16. A method as in claim 15, wherein said fastening means is applied to said substrate from a back side of said panel.

17. A method as in claim 15, wherein said fastening means is applied to said substrate from a front side of said panel.

18. A method as in claim 17, wherein said fastening means is bolted to said substrate.

19. A method as in claim 15, including wire cutting said channels into said panel body, wherein said channels are two oppositely facing L-shaped grooves.

20. A method as in claim 19, wherein said rigidifying means has oppositely facing integral L-shaped flanges and slides into said L-shaped grooves.

21. A method of affixing a panel comprising:

forming channels in a back surface of a panel body by wire cutting, said channels including two oppositely facing L-shaped grooves;

inserting a rigidifying means for strengthening said panel body into said channel, said rigidifying means having oppositely facing integral L-shaped flanges and being slidably disposed within said L-shaped grooves; and

applying a fastening means to a substrate and sliding said panel onto said fastening means to affix said panel onto said substrate, said fastening means including a plate which slides in between said rigidifying means and the channel area of said panel body, wherein said channel area is free of cementitious material and said plate deforms an area of said panel body channel in between said rigidifying means.

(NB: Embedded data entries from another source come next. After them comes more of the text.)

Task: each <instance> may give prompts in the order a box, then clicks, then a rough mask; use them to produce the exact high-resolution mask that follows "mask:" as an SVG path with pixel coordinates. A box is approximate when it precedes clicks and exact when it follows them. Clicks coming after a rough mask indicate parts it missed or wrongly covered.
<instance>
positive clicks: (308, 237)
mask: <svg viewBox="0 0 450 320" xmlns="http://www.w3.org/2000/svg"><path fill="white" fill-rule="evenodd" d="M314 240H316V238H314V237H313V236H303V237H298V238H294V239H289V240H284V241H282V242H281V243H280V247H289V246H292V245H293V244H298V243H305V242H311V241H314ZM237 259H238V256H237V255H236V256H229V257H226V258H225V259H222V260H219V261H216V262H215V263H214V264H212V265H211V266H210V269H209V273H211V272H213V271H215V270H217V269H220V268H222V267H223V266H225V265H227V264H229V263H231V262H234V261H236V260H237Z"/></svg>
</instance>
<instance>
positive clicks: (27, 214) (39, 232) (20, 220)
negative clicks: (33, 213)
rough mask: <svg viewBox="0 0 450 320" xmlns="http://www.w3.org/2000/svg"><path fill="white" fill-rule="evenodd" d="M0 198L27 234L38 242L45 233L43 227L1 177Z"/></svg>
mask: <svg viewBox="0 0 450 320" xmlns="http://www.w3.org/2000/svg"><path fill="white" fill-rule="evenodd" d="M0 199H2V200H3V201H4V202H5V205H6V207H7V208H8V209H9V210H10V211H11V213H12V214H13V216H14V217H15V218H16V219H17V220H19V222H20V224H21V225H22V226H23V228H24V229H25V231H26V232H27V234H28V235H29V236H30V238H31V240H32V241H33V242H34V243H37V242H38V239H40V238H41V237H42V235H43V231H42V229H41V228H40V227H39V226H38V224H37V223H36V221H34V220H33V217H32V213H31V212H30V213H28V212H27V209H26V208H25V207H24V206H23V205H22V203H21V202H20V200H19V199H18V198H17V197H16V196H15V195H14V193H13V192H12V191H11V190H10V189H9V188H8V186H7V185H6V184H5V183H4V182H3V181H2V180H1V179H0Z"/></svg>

22. A method as in claim 21, including sliding an adjacent panel onto said plate.

23. A method as in claim 22, including caulking between adjacent panels.

24. An exterior insulating construction panel, applied to a building surface as an independent unit, comprising:

a panel member having at least one preformed channel across a surface of said panel member, a portion of said channel extending into said panel member at an angle with respect to said panel surface;

a rigidifying member matingly received within said panel member so as to provide structural rigidity and support for said panel member; and

fastening means matingly received within said rigidifying member for securing said panel member to said building surface without creating a thermally conductive path from ambient atmosphere to said building surface.

25. In an exterior structural construction, for insulating a building surface, formed from a plurality of independent structural units each having an exposed exterior face and being mounted directly to said building surface, the improvements being said unit construction and mounting arrangement to said building surface, comprising:

a preformed channel formed across a first surface of each of said units which is to be directly adjacent said building surface, said channel extending inwardly from said first surfaces, partially through said units and at an angle from the surface normal;

a rigidifying element matingly received and co-extensive within said channel with respect to said units so as to provide structural rigidity and support for each of said units; and

fastener means cooperatively associated with and for securing said rigidifying element to said building surface without creating a thermally conductive path through said untis from said exterior said to said building surface.

26. A construction panel applied to a building surface comprising:

a panel body having a plurality of spaced apart channels previously formed within one surface thereof, at least one of said channels having a first portion projecting from said surface into said panel body and a second portion continuous with the first portion and extending laterally within said panel body; and

rigidifying means for strengthening said panel body received within said channels and slidable along the length of said channels, said rigidifying means including a first portion bridging said channels and a flanged second portion coextensive with said second portion of said channel, and said rigidifying means including means for structurally supporting said panel body.

27. The contruction panel according to claim 21 wherein the portion of said panel body about said channels is formed from foamed material and application of said construction panel to said building surface by said structurally supporting means results in slight compression of said foam material.